We can, for example, very quickly, use the charge function in RapidMiner to say, “Okay, let’s see how these datas that I uploaded gets into different sentiments.” For example, we see that out of the 400-something reviews I’ve loaded, most of them were positive, some of them were neutral– very few of them were neutral, and very few of them were also negative. And you can do this also for each of the classifications that you got. So for example, if you go to category– to the categories. Let’s go. For example, we got that most of them not having a category theme but we could go, for example the category level two. Oh, sorry. And we get to see, “Okay.

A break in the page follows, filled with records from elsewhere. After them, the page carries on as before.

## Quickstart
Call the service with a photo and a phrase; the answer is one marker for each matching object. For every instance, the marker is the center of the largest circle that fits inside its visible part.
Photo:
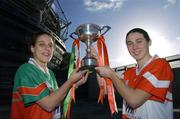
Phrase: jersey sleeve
(156, 79)
(31, 85)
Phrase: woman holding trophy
(147, 88)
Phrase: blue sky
(160, 18)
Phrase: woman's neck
(41, 64)
(143, 61)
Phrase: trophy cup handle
(74, 33)
(107, 29)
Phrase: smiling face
(138, 46)
(43, 48)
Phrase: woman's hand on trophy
(82, 80)
(94, 54)
(77, 76)
(104, 71)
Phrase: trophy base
(86, 67)
(92, 74)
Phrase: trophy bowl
(88, 32)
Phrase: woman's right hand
(78, 75)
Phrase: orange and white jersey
(155, 78)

Most of them were not tagged, so it means that they didn’t find category level two, but found that a lot of them were about features, a lot of them were about purposes, and a lot of them were about characteristics.” And we can do also do the category level one. And found that most of them were either nothing or of software. That’s probably because Slack has very bad [laughter] category level. Service, some of them. Could use these to actually go very quickly about other views, obviously we could tweak this possibly a bit more, but that’s essentially what the process will look like. We will create a model for sentiment, create a model for classification of topics, and then just run that tying everything with RapidMiner. We would be able to actually put this into production to do this live and to get things like notification about negative reviews or get notifications about certain specific aspects. Or basically just get insights over time about it. So a lot of things going on. I think we’re running out of time at the moment. So if you have any questions please leave it through a Q&A, we’ll make sure to answer every one of them through email, probably. So thank you very much for joining me today. It was a pleasure. Hope to jump into a new webinar again very soon. Bye-bye.